Does a Hippo always have to kill a great idea?


Apologies, I haven’t been posting during the hiatus of my change in job to work at John Brown Group as their Senior Planning Partner.

I’ve been learning what the 20+ clients are up to, as well as trying to remember as many of the staff names as I can. No wonder Richard Branson advises his business units to keep to a size of around 100 people, so you get to know who the people are that you work with and operate as one team. I’ve been learning my way around the 4 businesses within the group: John Brown – the publishing business, Fingal – a digital and communications agency, Code – a directory/catalogue business, and John Brown Kids – who work across all comms targeted specifically at children.

The clients include Aston Martin, Emirates, John Lewis, Orange, RBS, Rolls Royce and Waitrose. An interesting mix and having reviewed much of the work and getting to know the team who work on their behalf, I can see why the clients work with us.

As well as heading the planning and research departments across the group, one of my responsibilities is to rebrand the combined companies, which will happen in the next few months.

Anyway, now you know what I’ve been up to. Back to a blog post:

An acronym you may have come across was used recently in a presentation by Jonathan Rosenberg, SVP product management and marketing at Google …

Avoid HiPPOs: A hippo kills more people than any other animal. In business, hippos kill more products and ideas than anyone. A hippo is the opinion of the highest paid person in the meeting room. Hippos say “I think…” It’s not uncommon for everyone to then fall into line with the Hippo’s view, possibly without even airing their own. Often the more junior clients will have little ability to influence their senior staffer, who has now publicly committed to a view, as the boss would lose face and isn’t open to discussion.
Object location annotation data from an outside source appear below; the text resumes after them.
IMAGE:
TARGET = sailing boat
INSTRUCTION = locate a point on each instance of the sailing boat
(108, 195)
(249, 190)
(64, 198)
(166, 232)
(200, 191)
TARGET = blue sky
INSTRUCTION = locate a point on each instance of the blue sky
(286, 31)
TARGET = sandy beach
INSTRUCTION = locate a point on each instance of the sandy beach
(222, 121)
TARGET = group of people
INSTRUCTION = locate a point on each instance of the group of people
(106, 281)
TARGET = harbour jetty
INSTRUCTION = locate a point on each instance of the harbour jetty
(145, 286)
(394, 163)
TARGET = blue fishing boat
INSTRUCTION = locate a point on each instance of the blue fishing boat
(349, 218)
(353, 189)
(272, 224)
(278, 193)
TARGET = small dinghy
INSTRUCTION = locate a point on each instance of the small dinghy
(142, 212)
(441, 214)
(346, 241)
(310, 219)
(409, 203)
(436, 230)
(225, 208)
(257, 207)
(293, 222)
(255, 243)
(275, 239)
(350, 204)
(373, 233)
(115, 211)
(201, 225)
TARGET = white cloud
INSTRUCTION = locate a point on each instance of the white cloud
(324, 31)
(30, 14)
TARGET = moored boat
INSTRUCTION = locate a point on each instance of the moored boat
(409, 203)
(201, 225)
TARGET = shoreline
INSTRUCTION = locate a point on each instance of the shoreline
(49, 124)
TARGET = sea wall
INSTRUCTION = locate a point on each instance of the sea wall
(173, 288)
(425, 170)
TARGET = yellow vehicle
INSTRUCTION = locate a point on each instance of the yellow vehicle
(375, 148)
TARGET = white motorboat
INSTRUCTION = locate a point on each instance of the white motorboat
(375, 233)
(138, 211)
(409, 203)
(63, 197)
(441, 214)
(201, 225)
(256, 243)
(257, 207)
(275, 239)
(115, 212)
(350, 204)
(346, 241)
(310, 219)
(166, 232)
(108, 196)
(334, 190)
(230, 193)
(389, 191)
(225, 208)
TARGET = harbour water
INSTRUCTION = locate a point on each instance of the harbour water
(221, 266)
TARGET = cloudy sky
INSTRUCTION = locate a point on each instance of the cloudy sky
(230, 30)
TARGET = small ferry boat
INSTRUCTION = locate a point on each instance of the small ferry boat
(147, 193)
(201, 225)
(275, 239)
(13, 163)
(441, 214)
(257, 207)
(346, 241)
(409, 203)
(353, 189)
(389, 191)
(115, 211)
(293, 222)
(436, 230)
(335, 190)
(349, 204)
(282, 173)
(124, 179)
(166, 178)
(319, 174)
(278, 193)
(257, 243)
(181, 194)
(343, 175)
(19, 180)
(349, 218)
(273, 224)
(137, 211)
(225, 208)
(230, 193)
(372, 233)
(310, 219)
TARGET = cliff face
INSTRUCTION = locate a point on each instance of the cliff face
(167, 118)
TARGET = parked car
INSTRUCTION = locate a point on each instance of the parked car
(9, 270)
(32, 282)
In variance to this, one management technique used by P&G, amongst others, during reviews of proposals and ideas with their agencies came to mind. It involves letting the most junior member of the marketing team present at a meeting to comment first. They are followed by the others, ascending in order of seniority; leaving the final comments to be spoken by the most senior person within the team. Sometimes 3 or 4 others may have commented before the Hippo speaks.

This approach has 4 effects.

1. It ensures everyone involved airs their opinion, even the most junior.
2. The less senior staff prove their ability, as they speak before the boss.
3. The meetings are more consensual in feel.
4. The most senior person gets to pick over the arguments and comments expressed by their team before uttering a word. At which point they may unify the response, focus on the most important points and speak with authority and insight that can appear more sage-like.

Meetings may take a little longer this way, but they make the most senior person appear more Sphinx-like. And they never generate a worse decision than a Hippo charge before anyone else has spoken.

2 Responses to “Does a Hippo always have to kill a great idea?”

  1. Wellcome back! We ve missed your words

  2. 2 Ines

    Thanks, great post! Quoted your hippo story in my blog. I think meeting culture in general would benefit if “the usual suspects” could bring themselves to listen first.